Wildman (accompanying photo), a member of the Evangelical Covenant Church of Canada, has started Waterblogged, a website on which people trade for an object, with each item increasing in value. He began with a box of VaporRub.
David Crockett, designer of Beyond Chess, traded a game board worth $25 for the box of VaporRub. Ray and Gail Baloun then received the game board when they offered $60 worth of Shell Canada gasoline gift certificates. A 22-year-old college student will receive the gift certificates, having traded the latest item, a candle stand with glass hurricane and a three-wick candle valued at just over $200.
Wildman says he offered the box of VaporRub as the website’s first item because it happened to be sitting on his desk when the idea for the website came to him. A water well costs $1,000 to dig, and the latest trade puts that project a fifth of the way to the goal just less than two weeks after the website started.
A year ago, Wildman heard about the Haitian’s desperate need for clean water to help prevent one in every 10 children from dying before their first birthday due to the spread of disease through polluted water. He thought at first that the problem was too big for him to doing anything significant in response.
“For a moment, the thought crossed my mind that I should do what was in my power to help, but that thought was quickly dampened by the voice of reason,” he says. “What difference could one man from rural Saskatchewan make? So I listened to reason for about a year.”
A sermon he preached earlier this month on the Parable of the Talents in Matthew 25 convinced him to abandon reason. “When I came home that Sunday, the Haitian people came into my mind once again,” he says. “I was convicted of the fact that I had been entrusted with something to invest in the Kingdom of God.”

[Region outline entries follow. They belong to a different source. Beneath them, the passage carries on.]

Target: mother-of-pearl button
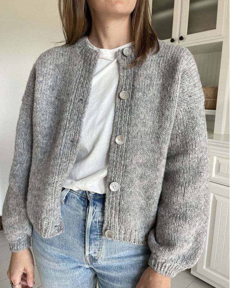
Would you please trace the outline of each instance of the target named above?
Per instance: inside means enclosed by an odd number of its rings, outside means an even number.
[[[119,96],[122,99],[127,99],[128,97],[128,93],[127,91],[122,91],[119,94]]]
[[[122,135],[118,135],[115,138],[115,141],[117,144],[123,144],[125,141],[125,138]]]
[[[112,182],[109,185],[109,188],[112,191],[117,191],[119,189],[119,184],[117,182]]]
[[[125,48],[123,49],[123,54],[126,56],[130,56],[132,52],[129,48]]]

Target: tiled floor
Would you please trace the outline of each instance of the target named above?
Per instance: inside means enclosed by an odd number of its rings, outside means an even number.
[[[32,248],[31,249],[33,253]],[[3,231],[0,231],[0,288],[8,288],[10,287],[9,280],[7,272],[10,260],[11,252],[10,251],[7,240]],[[35,285],[33,288],[42,288],[43,286],[34,259]],[[192,275],[189,270],[182,271],[171,279],[171,288],[213,288],[205,282]],[[50,287],[51,288],[51,287]],[[60,287],[60,288],[68,288]]]

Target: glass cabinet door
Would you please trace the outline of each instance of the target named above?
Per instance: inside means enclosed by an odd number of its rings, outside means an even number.
[[[218,0],[190,0],[187,35],[215,29]]]
[[[174,7],[174,0],[152,0],[152,20],[161,40],[172,38]]]
[[[182,0],[179,45],[224,37],[228,5],[228,0]]]

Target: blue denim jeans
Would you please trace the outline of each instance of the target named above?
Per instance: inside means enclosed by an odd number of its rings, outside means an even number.
[[[64,231],[44,238],[33,229],[32,243],[43,288],[135,288],[151,251],[102,238],[105,194],[65,188],[60,201]]]

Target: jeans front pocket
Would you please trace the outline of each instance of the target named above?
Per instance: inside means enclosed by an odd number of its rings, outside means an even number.
[[[65,204],[65,199],[66,196],[70,190],[70,189],[69,188],[65,188],[61,192],[60,195],[60,201],[62,204]]]

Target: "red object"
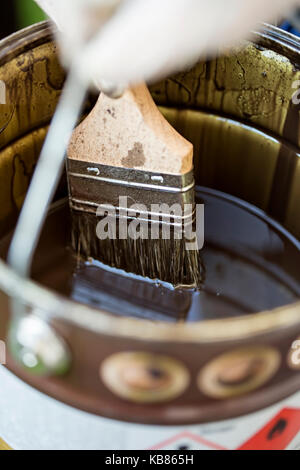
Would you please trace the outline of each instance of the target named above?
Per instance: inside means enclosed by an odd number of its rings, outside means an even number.
[[[300,409],[284,408],[237,450],[284,450],[300,432]]]

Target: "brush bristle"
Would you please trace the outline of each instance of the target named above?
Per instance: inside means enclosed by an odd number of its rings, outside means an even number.
[[[204,266],[199,251],[187,250],[186,240],[110,239],[96,235],[95,214],[72,211],[72,247],[84,259],[94,258],[114,268],[168,282],[174,287],[201,287]]]

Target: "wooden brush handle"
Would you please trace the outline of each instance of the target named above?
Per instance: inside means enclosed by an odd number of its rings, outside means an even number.
[[[116,100],[101,93],[75,129],[68,158],[182,175],[193,167],[193,146],[166,121],[142,84]]]

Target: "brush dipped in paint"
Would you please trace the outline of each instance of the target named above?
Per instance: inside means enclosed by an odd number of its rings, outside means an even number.
[[[67,159],[72,244],[84,259],[173,286],[201,285],[194,232],[193,146],[146,85],[101,93]]]

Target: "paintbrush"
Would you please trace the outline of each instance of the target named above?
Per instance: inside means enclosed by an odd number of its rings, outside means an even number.
[[[84,259],[173,286],[199,286],[193,146],[146,85],[101,93],[75,129],[67,174],[72,245]]]

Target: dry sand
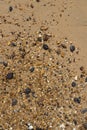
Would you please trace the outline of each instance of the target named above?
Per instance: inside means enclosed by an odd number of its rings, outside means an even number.
[[[87,129],[87,0],[0,0],[0,130]]]

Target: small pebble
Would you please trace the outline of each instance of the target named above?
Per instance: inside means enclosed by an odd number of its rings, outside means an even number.
[[[44,40],[44,41],[48,41],[48,39],[49,39],[49,36],[48,36],[47,34],[44,34],[44,35],[43,35],[43,40]]]
[[[28,95],[30,92],[31,92],[31,89],[30,89],[30,88],[26,88],[26,89],[24,90],[24,93],[27,94],[27,95]]]
[[[43,130],[42,128],[36,127],[36,130]]]
[[[28,125],[28,130],[34,130],[33,126],[30,123],[28,123],[27,125]]]
[[[11,73],[8,73],[7,75],[6,75],[6,79],[13,79],[13,73],[11,72]]]
[[[12,106],[15,106],[17,104],[17,99],[12,99]]]
[[[38,37],[37,41],[42,42],[42,37]]]
[[[7,63],[7,62],[3,62],[3,65],[4,65],[5,67],[7,67],[7,66],[8,66],[8,63]]]
[[[11,43],[10,43],[10,46],[11,46],[11,47],[15,47],[15,46],[16,46],[16,43],[11,42]]]
[[[87,108],[84,108],[84,109],[81,110],[82,114],[85,114],[86,112],[87,112]]]
[[[83,71],[83,70],[84,70],[84,67],[83,67],[83,66],[81,66],[81,67],[80,67],[80,70],[81,70],[81,71]]]
[[[36,0],[36,2],[40,2],[40,0]]]
[[[81,103],[81,98],[80,97],[76,97],[76,98],[74,98],[74,102],[76,102],[76,103]]]
[[[31,67],[30,68],[30,72],[34,72],[35,68],[34,67]]]
[[[76,86],[76,82],[73,81],[71,85],[72,85],[72,87],[75,87]]]
[[[87,130],[87,123],[84,123],[83,127],[85,128],[85,130]]]
[[[12,6],[10,6],[10,7],[9,7],[9,11],[10,11],[10,12],[12,12],[12,10],[13,10],[13,7],[12,7]]]
[[[48,45],[47,44],[43,44],[43,49],[44,50],[48,50],[49,49]]]
[[[87,77],[85,78],[85,82],[87,82]]]
[[[71,52],[74,52],[74,51],[75,51],[75,46],[74,46],[74,45],[71,45],[71,46],[70,46],[70,51],[71,51]]]

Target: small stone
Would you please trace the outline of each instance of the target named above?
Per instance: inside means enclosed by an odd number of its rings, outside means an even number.
[[[26,95],[30,94],[30,92],[31,92],[31,89],[30,89],[30,88],[26,88],[26,89],[24,90],[24,93],[25,93]]]
[[[86,112],[87,112],[87,108],[84,108],[84,109],[81,110],[82,114],[85,114]]]
[[[49,39],[49,36],[47,34],[44,34],[43,35],[43,41],[48,41],[48,39]]]
[[[81,71],[83,71],[83,70],[84,70],[84,67],[83,67],[83,66],[81,66],[81,67],[80,67],[80,70],[81,70]]]
[[[80,103],[80,102],[81,102],[81,98],[80,98],[80,97],[78,97],[78,98],[75,97],[75,98],[74,98],[74,102],[76,102],[76,103]]]
[[[13,73],[11,72],[11,73],[8,73],[7,75],[6,75],[6,79],[13,79]]]
[[[42,128],[36,127],[36,130],[43,130]]]
[[[28,130],[34,130],[33,126],[30,123],[28,123],[27,125],[28,125]]]
[[[84,123],[83,127],[87,130],[87,123]]]
[[[30,72],[34,72],[35,68],[34,67],[31,67],[30,68]]]
[[[48,45],[47,44],[43,44],[43,49],[44,50],[48,50],[49,49]]]
[[[36,2],[40,2],[40,0],[36,0]]]
[[[74,52],[74,51],[75,51],[75,46],[74,46],[74,45],[71,45],[71,46],[70,46],[70,51],[71,51],[71,52]]]
[[[77,121],[75,119],[73,120],[73,122],[74,122],[75,125],[77,125]]]
[[[12,99],[12,106],[15,106],[17,104],[17,99]]]
[[[61,44],[61,47],[64,48],[64,49],[67,48],[65,44]]]
[[[7,66],[8,66],[8,63],[7,63],[7,62],[3,62],[3,65],[4,65],[5,67],[7,67]]]
[[[77,84],[76,84],[76,82],[73,81],[71,85],[72,85],[72,87],[75,87]]]
[[[85,82],[87,82],[87,77],[85,78]]]
[[[42,42],[42,37],[38,37],[37,41]]]
[[[12,7],[12,6],[10,6],[10,7],[9,7],[9,11],[10,11],[10,12],[12,12],[12,10],[13,10],[13,7]]]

He just never thought the talent would be as small as a box of VaporRub. An encounter with someone he never met confirmed his decision. Wildman recalls:
“The following week, a friend of mine flagged me down and asked me to his house for lunch. While I was there, he introduced me to a young man who happened to be dating his daughter. I don’t know why, but for some reason I decided to tell him about the idea of trading for a well in Haiti. His eyes got really big. He said, ‘Did you know that my whole family is involved in drilling wells in Haiti?’ “
Response to the project has thrilled Wildman, who says he feels like a kid waking up on Christmas day. Given the encouraging response so far, he hopes that the trades will continue to build momentum and that a new water well can be in place sometime in April.
He is further encouraged with the “adoption” of his Waterblogged website by a major youth conference planned for this spring – the group wants to designate its mission offering for the well program. Junior High Jam, an annual youth conference in Strathmore, Alberta, that draws students from across Western Canada, will be held in May. “I fully anticipate that this will mean that we can build a second well in Haiti,” Wildman says.